LOS ANGELES – Rosalía, le phénomène de la pop expérimentale espagnole réputée pour sa réinvention ultra-rapide, se retrouve souvent à résoudre des problèmes musicaux complexes de sa propre fabrication. Comment, par exemple, pourrait-elle mélanger le reggaeton avec le jazz ? Ou du flamenco avec Auto-Tune ?
Comment pourrait-elle claquer des tambours numériques de mitrailleuse programmés par Tayhana, un producteur argentin à Mexico, dans une chanson de torche censée ressembler à «Wuthering Heights» de Kate Bush? Ou déformer une ballade cubaine traditionnelle connue sous le nom de boléro en utilisant un obscur échantillon de Soulja Boy ?
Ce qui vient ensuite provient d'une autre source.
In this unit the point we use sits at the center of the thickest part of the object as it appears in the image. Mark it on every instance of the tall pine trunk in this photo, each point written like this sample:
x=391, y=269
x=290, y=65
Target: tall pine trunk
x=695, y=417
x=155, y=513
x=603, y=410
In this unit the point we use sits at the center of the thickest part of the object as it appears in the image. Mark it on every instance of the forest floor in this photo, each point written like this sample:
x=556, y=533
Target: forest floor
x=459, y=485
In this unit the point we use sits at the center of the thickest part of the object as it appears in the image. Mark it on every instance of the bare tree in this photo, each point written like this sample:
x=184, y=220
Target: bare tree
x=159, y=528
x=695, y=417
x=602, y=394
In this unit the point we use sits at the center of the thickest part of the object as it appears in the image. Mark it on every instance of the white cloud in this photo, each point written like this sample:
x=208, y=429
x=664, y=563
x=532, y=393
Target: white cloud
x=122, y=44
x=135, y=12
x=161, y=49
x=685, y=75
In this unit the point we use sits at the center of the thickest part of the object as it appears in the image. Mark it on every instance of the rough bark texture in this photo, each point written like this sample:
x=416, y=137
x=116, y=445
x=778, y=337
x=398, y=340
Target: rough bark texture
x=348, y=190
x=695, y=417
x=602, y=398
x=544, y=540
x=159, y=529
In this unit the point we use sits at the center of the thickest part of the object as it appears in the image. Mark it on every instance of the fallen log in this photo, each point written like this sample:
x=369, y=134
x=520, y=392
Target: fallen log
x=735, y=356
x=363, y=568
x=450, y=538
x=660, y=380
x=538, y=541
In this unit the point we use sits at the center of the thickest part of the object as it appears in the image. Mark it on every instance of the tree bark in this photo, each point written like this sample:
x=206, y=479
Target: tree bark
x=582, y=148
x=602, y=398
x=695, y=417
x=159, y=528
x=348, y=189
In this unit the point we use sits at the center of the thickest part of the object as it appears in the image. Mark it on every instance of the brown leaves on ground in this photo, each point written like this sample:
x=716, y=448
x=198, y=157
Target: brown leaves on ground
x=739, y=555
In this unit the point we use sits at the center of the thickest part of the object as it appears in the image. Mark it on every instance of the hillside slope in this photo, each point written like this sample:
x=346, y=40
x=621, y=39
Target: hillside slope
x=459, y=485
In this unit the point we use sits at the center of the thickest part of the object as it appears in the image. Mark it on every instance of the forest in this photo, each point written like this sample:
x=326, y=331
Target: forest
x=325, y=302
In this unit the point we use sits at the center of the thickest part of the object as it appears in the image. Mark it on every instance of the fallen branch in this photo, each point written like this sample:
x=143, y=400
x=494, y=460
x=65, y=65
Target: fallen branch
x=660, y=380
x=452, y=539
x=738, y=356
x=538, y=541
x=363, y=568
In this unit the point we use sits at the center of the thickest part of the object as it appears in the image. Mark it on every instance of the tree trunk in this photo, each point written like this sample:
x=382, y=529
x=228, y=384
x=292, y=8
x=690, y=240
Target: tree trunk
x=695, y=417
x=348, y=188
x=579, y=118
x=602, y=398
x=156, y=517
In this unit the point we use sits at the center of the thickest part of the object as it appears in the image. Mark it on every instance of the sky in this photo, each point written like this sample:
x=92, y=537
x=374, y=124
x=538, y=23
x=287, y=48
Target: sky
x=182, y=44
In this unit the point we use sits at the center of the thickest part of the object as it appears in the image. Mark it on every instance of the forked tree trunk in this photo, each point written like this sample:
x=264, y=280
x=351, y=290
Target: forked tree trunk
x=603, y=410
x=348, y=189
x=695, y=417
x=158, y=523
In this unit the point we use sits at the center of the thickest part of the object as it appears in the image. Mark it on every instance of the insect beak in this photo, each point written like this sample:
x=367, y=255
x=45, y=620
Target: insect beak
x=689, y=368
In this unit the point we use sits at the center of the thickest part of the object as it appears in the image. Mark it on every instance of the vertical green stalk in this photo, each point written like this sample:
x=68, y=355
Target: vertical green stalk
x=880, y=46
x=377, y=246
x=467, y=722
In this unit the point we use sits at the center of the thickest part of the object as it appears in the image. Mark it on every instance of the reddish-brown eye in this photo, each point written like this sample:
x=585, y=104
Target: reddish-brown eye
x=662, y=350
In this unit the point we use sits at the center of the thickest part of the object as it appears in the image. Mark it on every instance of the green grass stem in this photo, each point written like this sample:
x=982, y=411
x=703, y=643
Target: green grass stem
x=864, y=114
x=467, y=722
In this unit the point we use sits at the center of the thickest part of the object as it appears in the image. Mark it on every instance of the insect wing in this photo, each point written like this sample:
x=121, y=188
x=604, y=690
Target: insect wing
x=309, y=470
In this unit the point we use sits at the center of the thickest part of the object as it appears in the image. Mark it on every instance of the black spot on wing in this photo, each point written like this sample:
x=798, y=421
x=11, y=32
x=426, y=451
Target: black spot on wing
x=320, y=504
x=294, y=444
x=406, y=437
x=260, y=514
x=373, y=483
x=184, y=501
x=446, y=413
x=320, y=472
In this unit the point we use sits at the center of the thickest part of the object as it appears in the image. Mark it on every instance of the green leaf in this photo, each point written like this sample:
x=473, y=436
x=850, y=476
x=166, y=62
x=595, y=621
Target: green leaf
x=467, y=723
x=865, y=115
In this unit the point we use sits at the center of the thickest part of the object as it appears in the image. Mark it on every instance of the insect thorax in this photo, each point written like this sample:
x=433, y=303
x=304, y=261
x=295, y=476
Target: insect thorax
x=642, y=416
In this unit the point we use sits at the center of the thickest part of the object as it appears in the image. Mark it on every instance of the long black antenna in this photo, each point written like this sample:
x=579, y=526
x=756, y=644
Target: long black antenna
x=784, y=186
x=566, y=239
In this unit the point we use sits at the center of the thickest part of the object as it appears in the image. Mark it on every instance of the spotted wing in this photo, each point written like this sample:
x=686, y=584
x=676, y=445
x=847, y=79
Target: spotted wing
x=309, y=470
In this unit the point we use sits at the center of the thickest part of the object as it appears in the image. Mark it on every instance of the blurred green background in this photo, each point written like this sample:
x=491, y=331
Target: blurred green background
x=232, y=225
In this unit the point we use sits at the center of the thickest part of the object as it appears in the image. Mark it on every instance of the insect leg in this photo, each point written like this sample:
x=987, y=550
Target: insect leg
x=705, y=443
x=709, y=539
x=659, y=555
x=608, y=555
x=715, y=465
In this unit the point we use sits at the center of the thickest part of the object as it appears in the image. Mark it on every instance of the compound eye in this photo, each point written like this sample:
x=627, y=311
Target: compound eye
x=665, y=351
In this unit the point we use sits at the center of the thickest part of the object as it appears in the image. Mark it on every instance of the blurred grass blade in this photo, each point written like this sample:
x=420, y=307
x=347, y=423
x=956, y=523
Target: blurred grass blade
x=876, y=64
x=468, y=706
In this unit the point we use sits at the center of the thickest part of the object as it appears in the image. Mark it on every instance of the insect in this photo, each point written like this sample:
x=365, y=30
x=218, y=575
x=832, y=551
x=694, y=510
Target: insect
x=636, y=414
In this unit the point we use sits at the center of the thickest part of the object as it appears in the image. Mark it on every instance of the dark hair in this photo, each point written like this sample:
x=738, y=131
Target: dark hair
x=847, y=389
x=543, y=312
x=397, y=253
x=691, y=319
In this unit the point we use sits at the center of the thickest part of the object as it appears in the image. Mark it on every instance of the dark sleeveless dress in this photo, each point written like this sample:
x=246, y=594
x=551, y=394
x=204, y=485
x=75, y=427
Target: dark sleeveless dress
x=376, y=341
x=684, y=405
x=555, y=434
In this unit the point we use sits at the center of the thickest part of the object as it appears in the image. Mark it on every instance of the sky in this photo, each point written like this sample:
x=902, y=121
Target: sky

« Presque comme une blague, non ? » Rosalía a récemment parlé de ses propositions autrefois abstraites, lors d'un après-midi au studio North Hollywood où elle a enregistré une grande partie de son nouvel album, "Motomami", qui parvient à inclure tout ce qui précède.
À présent, trois sorties complètes dans une carrière construite sur ce genre de collisions culturelles, elle est habituée à ce que ses collaborateurs la regardent avec une certaine confusion.
Mais Rosalía, 29 ans, n'est pas du genre à adopter des nouilles créatives ouvertes, confiante que quelque chose de nouveau se révélera. Au lieu de cela, elle a tendance à travailler à partir de rêveries concrètes, imaginant en détail un produit fini qui combine autant de ses pierres de touche artistiques que possible tout en restant fidèle à elle-même et suffisamment originale pour transcender le simple hommage.
"J'aime tous les styles", a-t-elle déclaré, dans une généralisation qui semblait également être un euphémisme. "Pour moi, tout est au même niveau." Ou en d'autres termes : "Le contexte est tout" - des influences fondamentales réanimées par un point de vue personnel. "Je veux juste entendre quelque chose que je n'ai jamais entendu auparavant. C'est toujours l'intention."
Même lorsque Rosalía n'utilise pas littéralement un échantillon - ou un échantillon d'un échantillon, comme sur sa nouvelle chanson "Candy", construite sur le déploiement haché par Burial d'une piste Ray J - elle emprunte toujours. "Cela fait une éternité que nous, en tant qu'humains, lorsque nous créons, nous échantillonnons", a-t-elle déclaré. « Des idées vient une autre idée. Quand je vois que Francis Bacon fait un tableau basé sur celui de Velázquez, je pense que ...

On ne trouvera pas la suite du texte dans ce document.